Popular-but-wrong named entity. "What is the capital of British Columbia?" → final layer prefers Vancouver (the larger city, high co-occurrence in training); intermediate layers prefer Victoria (the actual capital). Training-data frequency biases the final layer toward the salient answer even when the model has the factually correct alternative lower-weighted in intermediate layers (Source: sources/2025-09-17-google-sled-making-llms-more-accurate-by-using-all-of-their-layers).
Pattern-completion overrides context. Word problem: "6 toys at 10 tokens each; 4+ toys → 10% off." Final layer continues "6 × 10 =" (the generic "A × B = C" training-data pattern); intermediate layers continue "6 × 10 ×" (preserving the discount context the problem specified). The final layer smoothes toward the common completion; factuality decoding surfaces the context-faithful path (Source: sources/2025-09-17-google-sled-making-llms-more-accurate-by-using-all-of-their-layers).

Tradeoffs¶

Wall-clock overhead. Projecting every intermediate layer through the LM-head costs extra compute per decoding step. SLED vs DoLa: ~4% decoding-time overhead; vs base model, a bit more. Framed as "minimal" in the post but real for throughput-sensitive serving.
Memory overhead. Per-layer distributions are vocab_size- dimensional; storing L of them per generation step is non-trivial on large models with vocab_size ≥ 32k. Blog doesn't quantify.
Not a replacement for RAG. RAG remedies knowledge the model doesn't have; factuality decoding remedies knowledge the model has but doesn't emit. Orthogonal failure-mode class.
Open-weights only in the general case.
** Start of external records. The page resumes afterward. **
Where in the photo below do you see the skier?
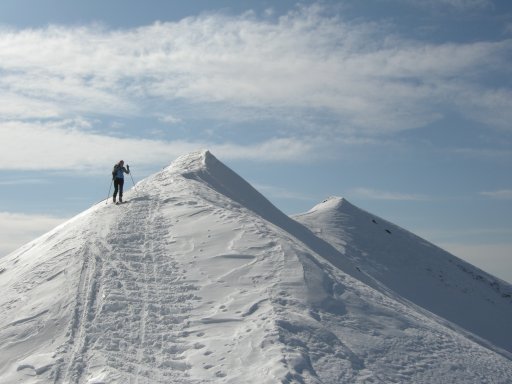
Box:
[112,160,130,203]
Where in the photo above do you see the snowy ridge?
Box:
[0,151,512,384]
[296,197,512,356]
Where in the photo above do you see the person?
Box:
[112,160,130,203]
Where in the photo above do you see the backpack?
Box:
[112,164,119,180]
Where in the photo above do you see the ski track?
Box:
[60,176,202,384]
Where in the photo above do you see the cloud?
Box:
[349,188,429,201]
[439,243,512,284]
[0,212,67,257]
[480,189,512,200]
[0,4,512,135]
[402,0,493,11]
[0,120,319,172]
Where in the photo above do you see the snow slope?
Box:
[0,151,512,384]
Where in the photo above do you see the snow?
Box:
[0,151,512,384]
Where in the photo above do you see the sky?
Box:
[0,0,512,282]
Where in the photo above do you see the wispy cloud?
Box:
[0,212,66,257]
[0,120,319,172]
[0,4,512,134]
[480,189,512,200]
[399,0,493,11]
[349,188,430,201]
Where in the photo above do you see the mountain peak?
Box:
[167,149,214,174]
[0,150,512,384]
[309,196,348,212]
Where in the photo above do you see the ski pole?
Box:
[130,169,135,187]
[105,179,114,204]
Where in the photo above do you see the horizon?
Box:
[0,0,512,283]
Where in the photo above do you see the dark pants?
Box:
[114,177,124,202]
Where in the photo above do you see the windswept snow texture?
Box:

Requires access to intermediate hidden states — unavailable on closed-weights API models.

Seen in¶

sources/2025-09-17-google-sled-making-llms-more-accurate-by-using-all-of-their-layers — names the category explicitly ("factuality decoding methods"), positions it alongside speculative decoding as a "modification to the decoding process", and places SLED + DoLa as the two named instances.

systems/sled — Google Research 2024, all-layer weighted average; SOTA factuality decoder as of NeurIPS 2024.
systems/dola — contrastive two-layer decoder; prior SOTA.
concepts/llm-hallucination — the failure mode factuality decoding targets.
concepts/early-exit-logits — the shared primitive.
concepts/logits — the underlying scores.
concepts/llm-decoding-step — the architectural insertion point.
concepts/speculative-decoding — sibling decode-time category, optimising latency not factuality.
patterns/all-layer-ensemble-decoding — the SLED- instantiated pattern inside this category.